Il mio zaino non è solo carico di materiali e di viveri: dentro ci sono la mia educazione, i miei affetti, i miei ricordi, il mio carattere, la mia solitudine. In montagna non porto il meglio di me stesso: porto me stesso, nel bene e nel male.
Renato Casarotto

Voi ammirate l'uomo che si spinge avanti, verso la cima, in ogni campo della vita, mentre noi ammiriamo l'uomo che abbandona il suo ego.
Sette anni in Tibet

domenica 10 marzo 2024

Ci sono giornate in cui la montagna ti dice "stai a casa"

«Chi vive in montagna è abituato a queste grosse nevicate, d’altronde è inverno. Sono i cittadini che magari non riescono a rinunciare al fine settimana sulla neve: ieri non ci si doveva muovere. Sciare non era una grande idea. I montanari sanno che quando nevica tanto si deve stare a casa». 

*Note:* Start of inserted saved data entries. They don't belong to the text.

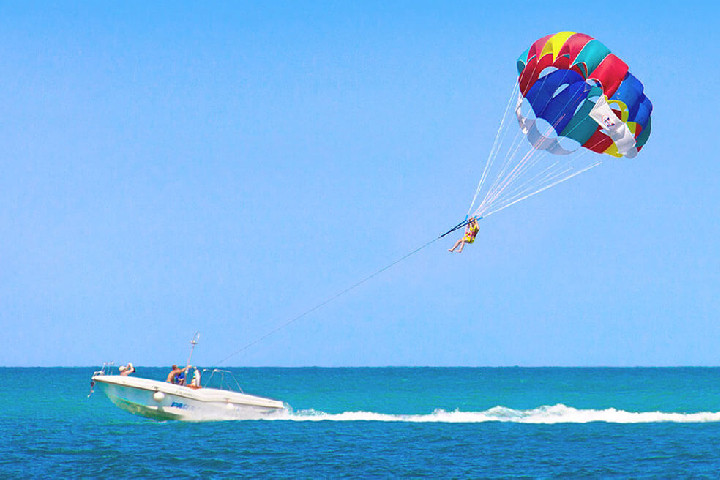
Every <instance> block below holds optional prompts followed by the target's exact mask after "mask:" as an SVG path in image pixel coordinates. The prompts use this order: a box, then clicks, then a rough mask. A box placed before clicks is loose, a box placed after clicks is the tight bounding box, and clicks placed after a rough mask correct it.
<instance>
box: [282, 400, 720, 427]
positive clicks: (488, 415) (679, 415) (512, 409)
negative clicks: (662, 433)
mask: <svg viewBox="0 0 720 480" xmlns="http://www.w3.org/2000/svg"><path fill="white" fill-rule="evenodd" d="M268 420H285V421H295V422H321V421H331V422H355V421H370V422H408V423H485V422H510V423H534V424H555V423H590V422H606V423H662V422H667V423H707V422H720V412H698V413H674V412H627V411H624V410H617V409H615V408H607V409H605V410H592V409H576V408H572V407H568V406H566V405H563V404H557V405H553V406H542V407H539V408H534V409H531V410H515V409H512V408H507V407H502V406H497V407H493V408H491V409H489V410H485V411H483V412H461V411H457V410H456V411H453V412H448V411H445V410H435V411H434V412H432V413H430V414H417V415H395V414H385V413H375V412H362V411H359V412H344V413H324V412H317V411H314V410H302V411H298V412H286V413H285V414H283V415H279V416H276V417H273V418H269V419H268Z"/></svg>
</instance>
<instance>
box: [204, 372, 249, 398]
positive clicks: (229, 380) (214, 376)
mask: <svg viewBox="0 0 720 480" xmlns="http://www.w3.org/2000/svg"><path fill="white" fill-rule="evenodd" d="M206 372H209V375H208V376H206V375H205V373H206ZM202 386H203V388H217V389H218V390H230V391H232V392H239V393H244V392H243V391H242V388H240V384H239V383H238V381H237V379H236V378H235V375H233V373H232V372H231V371H229V370H220V369H218V368H204V369H203V385H202Z"/></svg>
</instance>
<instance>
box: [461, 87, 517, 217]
mask: <svg viewBox="0 0 720 480" xmlns="http://www.w3.org/2000/svg"><path fill="white" fill-rule="evenodd" d="M519 90H520V85H518V84H517V83H516V84H515V85H514V86H513V89H512V92H510V98H508V102H507V105H506V106H505V113H503V117H502V121H501V122H500V126H499V127H498V130H497V132H496V133H495V140H494V141H493V146H492V148H491V149H490V153H489V154H488V158H487V160H486V161H485V168H483V173H482V176H481V177H480V181H479V182H478V186H477V188H476V189H475V195H474V196H473V199H472V202H470V208H468V213H467V215H466V216H470V212H471V211H472V209H473V207H474V206H475V202H476V201H477V197H478V195H479V194H480V191H481V190H482V187H483V185H484V184H485V180H486V179H487V174H488V171H489V169H490V167H491V166H492V164H493V163H494V162H495V158H496V157H497V153H498V149H499V148H500V145H501V144H502V138H501V133H502V136H503V137H504V135H505V134H507V128H505V125H506V120H507V117H508V112H509V111H510V105H512V103H513V101H515V100H516V99H517V95H518V92H519Z"/></svg>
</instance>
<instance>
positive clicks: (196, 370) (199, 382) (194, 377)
mask: <svg viewBox="0 0 720 480" xmlns="http://www.w3.org/2000/svg"><path fill="white" fill-rule="evenodd" d="M188 387H190V388H195V389H197V388H200V370H198V369H197V367H195V373H194V374H193V379H192V381H190V385H188Z"/></svg>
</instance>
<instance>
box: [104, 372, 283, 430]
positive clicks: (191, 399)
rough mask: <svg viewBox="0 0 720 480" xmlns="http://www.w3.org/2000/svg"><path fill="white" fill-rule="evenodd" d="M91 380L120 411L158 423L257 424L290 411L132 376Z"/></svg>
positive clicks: (239, 396)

Così lo scrittore Paolo Cognetti commenta - su LaPresse - le abbondanti nevicate che hanno coinvolto la catena alpina nello scorso fine settimana. 

«Siccome è domenica pensiamo di dover andare in montagna a tutti i costi - prosegue - invece ci sono giornate in cui la montagna ti dice "stai a casa". Ma non sappiamo più leggere e ascoltare i segnali della natura. I montanari lo sanno benissimo, aspettano in casa che sia tutto finito e poi puliscono. Da sempre». 

Le parole dello scrittore milanese, che tuttavia trascorre lunghi periodi dell'anno in Val d'Ayas (in Valle d'Aosta), motivano una riflessione. Si fa infatti sempre più dilagante e pervasiva l'incapacità di intravvedere nella rinuncia qualcosa di cui godere. È una condizione indotta da una struttura sociale che spinge a spremere il tempo libero fino all'ultima ora, all'ultimo minuto: nei fine settimana bisogna concentrare le esperienze che i ritmi frenetici dei giorni feriali non permettono di vivere. È una condizione esogena, da cui è difficile svincolarsi se non attraverso una complessa e progressiva rivalutazione di se stessi e del proprio rapporto con lo spazio e con il tempo. Tempo cronologico e tempo meteorologico. In questo processo è prima di tutto necessario osservare e ascoltare, e solo in seguito calibrare le proprie attività nella consapevolezza che un giorno in meno con gli sci ai piedi o con le mani aggrappate alla roccia non si deve sempre considerare un'occasione persa, ma spesso può aiutarci ad aprire lo sguardo a nuove esposizione. Può dilatare il ventaglio di possibilità che offre il contesto in cui risiediamo. Può arricchire la vita; può aiutarci a uscire da una dimensione esclusivamente sportiva della montagna per insegnarci a leggere le sfumature culturali che la caratterizzano. La distinzione montanaro-cittadino, nonostante sopravvivano alcune marcate differenze, va tuttavia sfumando in un crescente intreccio culturale dettato da traiettorie economico-lavorative in parte simili. Il timore di sciupare il tempo libero a causa del maltempo è spesso condiviso anche da chi risiede in montagna, perché provocato da impostazioni sociali pervasive, capaci di raggiungere anche le valli più remote.